MOSAIC ARTIST, Italian
(active 1150s in Palermo)

Narthex (detail)

1150s
Mosaic
Santa Maria dell'Ammiraglio, Palermo

Roger II ruled over Sicily from 1112, when he came of age, to 1156. Calabria and Apulia in southern Italy also came under his control, and he reached the apogee of his power in 1130, when he became the first Norman king of Sicily. His political ambitions extended towards the Byzantine empire in the East, and in 1147 he seized Corfu. Roger's political aspirations are nowhere more explicit than in his mosaic portrait in the church of Santa Maria dell'Ammiraglio (known as the Martorana) in Palermo. It shows him dressed in the manner of a Byzantine emperor, being crowned by Christ himself, rather than by Christ's earthly representative, the pope. This was a traditional arrangement of Byzantine imagery. The mosaic not only indicates Roger's relationship with the papacy, as the Church is made subordinate to the state, but also underlines the Norman ruler's aspiration to conquer the Byzantine empire.
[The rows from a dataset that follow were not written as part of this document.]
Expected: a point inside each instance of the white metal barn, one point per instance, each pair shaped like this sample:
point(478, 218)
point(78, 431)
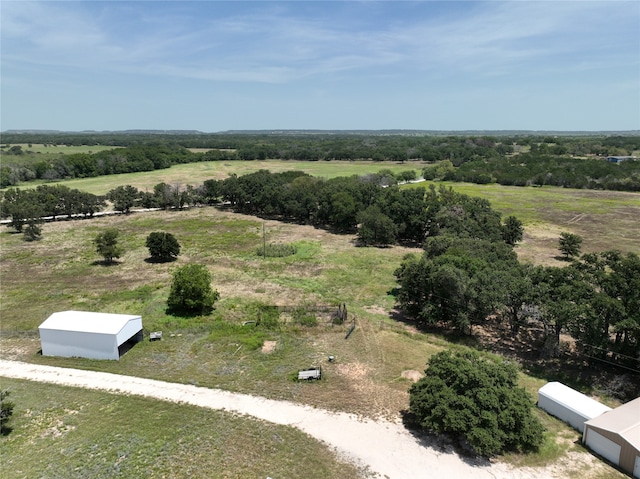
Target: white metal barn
point(569, 405)
point(87, 334)
point(615, 435)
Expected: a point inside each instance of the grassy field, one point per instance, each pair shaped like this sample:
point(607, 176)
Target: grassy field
point(195, 173)
point(605, 219)
point(62, 271)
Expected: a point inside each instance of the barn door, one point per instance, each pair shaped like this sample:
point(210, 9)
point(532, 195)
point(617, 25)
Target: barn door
point(604, 447)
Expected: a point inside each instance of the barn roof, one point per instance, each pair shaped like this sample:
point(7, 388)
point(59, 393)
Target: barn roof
point(87, 322)
point(573, 400)
point(623, 420)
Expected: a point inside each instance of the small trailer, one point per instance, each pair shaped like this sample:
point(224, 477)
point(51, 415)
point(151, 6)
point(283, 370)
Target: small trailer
point(310, 374)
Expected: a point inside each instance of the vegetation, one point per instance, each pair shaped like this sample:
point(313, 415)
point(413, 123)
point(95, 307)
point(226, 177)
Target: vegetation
point(107, 245)
point(162, 246)
point(47, 201)
point(568, 161)
point(478, 398)
point(570, 245)
point(191, 291)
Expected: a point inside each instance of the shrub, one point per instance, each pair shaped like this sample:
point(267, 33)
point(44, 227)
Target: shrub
point(191, 290)
point(276, 250)
point(6, 410)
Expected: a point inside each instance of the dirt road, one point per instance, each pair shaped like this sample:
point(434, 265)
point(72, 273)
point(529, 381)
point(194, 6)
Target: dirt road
point(386, 448)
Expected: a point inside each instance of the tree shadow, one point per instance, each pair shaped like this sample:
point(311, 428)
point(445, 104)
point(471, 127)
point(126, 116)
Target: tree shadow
point(182, 313)
point(443, 443)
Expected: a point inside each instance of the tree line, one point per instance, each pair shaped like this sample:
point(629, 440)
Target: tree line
point(539, 170)
point(461, 281)
point(468, 271)
point(514, 160)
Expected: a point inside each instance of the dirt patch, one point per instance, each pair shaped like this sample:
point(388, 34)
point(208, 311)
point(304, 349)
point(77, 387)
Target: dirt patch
point(411, 374)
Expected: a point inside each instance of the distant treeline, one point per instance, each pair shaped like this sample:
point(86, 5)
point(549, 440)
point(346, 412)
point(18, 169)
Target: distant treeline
point(511, 160)
point(468, 272)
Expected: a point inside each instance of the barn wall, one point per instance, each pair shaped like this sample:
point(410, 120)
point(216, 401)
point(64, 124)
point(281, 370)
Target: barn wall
point(628, 453)
point(562, 412)
point(133, 327)
point(78, 344)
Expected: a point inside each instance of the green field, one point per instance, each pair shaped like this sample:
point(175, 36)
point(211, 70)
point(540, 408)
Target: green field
point(74, 433)
point(605, 219)
point(39, 149)
point(195, 173)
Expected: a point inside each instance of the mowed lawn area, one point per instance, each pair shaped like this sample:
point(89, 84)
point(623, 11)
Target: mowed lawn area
point(369, 376)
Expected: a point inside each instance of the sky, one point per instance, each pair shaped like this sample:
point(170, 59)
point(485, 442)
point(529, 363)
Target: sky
point(331, 65)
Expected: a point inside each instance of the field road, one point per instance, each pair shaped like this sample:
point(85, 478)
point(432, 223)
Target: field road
point(386, 448)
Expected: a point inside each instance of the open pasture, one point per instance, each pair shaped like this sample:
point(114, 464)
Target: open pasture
point(98, 435)
point(371, 373)
point(605, 219)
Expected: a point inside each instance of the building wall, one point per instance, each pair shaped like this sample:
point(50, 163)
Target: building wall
point(133, 327)
point(562, 412)
point(77, 344)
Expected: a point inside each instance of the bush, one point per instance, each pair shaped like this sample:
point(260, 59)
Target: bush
point(6, 410)
point(162, 246)
point(191, 290)
point(476, 397)
point(276, 250)
point(107, 245)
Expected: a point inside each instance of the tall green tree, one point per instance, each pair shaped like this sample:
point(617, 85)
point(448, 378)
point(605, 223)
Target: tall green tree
point(465, 394)
point(6, 410)
point(107, 245)
point(570, 245)
point(512, 230)
point(375, 228)
point(191, 291)
point(124, 198)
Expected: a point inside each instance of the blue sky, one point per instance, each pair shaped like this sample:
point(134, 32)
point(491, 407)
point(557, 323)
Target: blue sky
point(216, 66)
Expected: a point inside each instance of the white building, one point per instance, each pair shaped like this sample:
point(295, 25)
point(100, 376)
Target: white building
point(87, 334)
point(569, 405)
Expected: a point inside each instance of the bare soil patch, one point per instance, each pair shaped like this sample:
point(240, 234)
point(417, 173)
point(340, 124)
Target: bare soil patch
point(269, 346)
point(412, 375)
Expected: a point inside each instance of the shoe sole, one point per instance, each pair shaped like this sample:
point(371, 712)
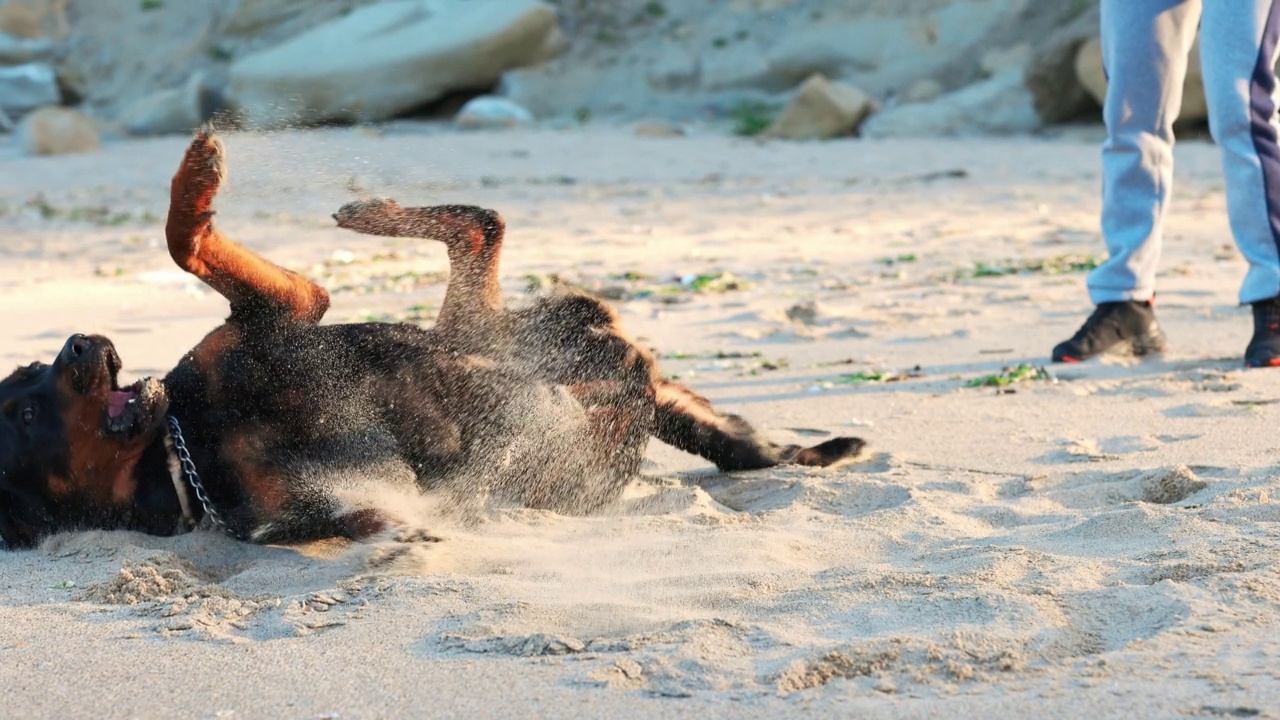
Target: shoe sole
point(1137, 347)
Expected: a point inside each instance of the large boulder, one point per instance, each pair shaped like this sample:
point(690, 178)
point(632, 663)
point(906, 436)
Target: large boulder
point(1087, 67)
point(1051, 78)
point(822, 109)
point(170, 112)
point(16, 50)
point(56, 131)
point(997, 105)
point(882, 53)
point(384, 59)
point(28, 86)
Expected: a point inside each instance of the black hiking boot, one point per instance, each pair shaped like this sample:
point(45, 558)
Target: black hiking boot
point(1264, 350)
point(1118, 324)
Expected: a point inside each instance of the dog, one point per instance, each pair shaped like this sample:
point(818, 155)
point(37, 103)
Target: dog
point(259, 427)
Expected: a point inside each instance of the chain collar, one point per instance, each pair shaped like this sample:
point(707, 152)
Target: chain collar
point(188, 473)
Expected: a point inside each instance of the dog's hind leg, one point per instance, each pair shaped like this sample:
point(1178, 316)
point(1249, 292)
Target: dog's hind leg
point(472, 236)
point(255, 287)
point(688, 420)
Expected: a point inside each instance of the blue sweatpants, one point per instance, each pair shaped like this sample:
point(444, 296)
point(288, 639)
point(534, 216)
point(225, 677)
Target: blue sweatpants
point(1144, 49)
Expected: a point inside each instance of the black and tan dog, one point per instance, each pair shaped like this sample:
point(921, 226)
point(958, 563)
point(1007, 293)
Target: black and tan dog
point(257, 425)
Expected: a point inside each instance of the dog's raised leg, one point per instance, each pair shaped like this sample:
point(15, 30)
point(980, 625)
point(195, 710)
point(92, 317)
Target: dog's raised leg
point(472, 237)
point(688, 420)
point(255, 287)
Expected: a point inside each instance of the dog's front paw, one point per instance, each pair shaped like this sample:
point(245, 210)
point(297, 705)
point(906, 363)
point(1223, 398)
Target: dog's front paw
point(370, 217)
point(202, 172)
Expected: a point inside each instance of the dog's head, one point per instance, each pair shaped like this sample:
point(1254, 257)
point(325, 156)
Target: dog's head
point(71, 438)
The picture shows Christ crowning King Roger II. Roger's portrait is one of two mosaics from the narthex of the Martorana which are specific to this church. The other pictures the donor, George of Antioch, cowering at the feet of the Madonna, who holds a ribbon inscribed in Greek with a prayer for his soul.

The two mosaics are not in their original locations; they probably came from the church's former narthex.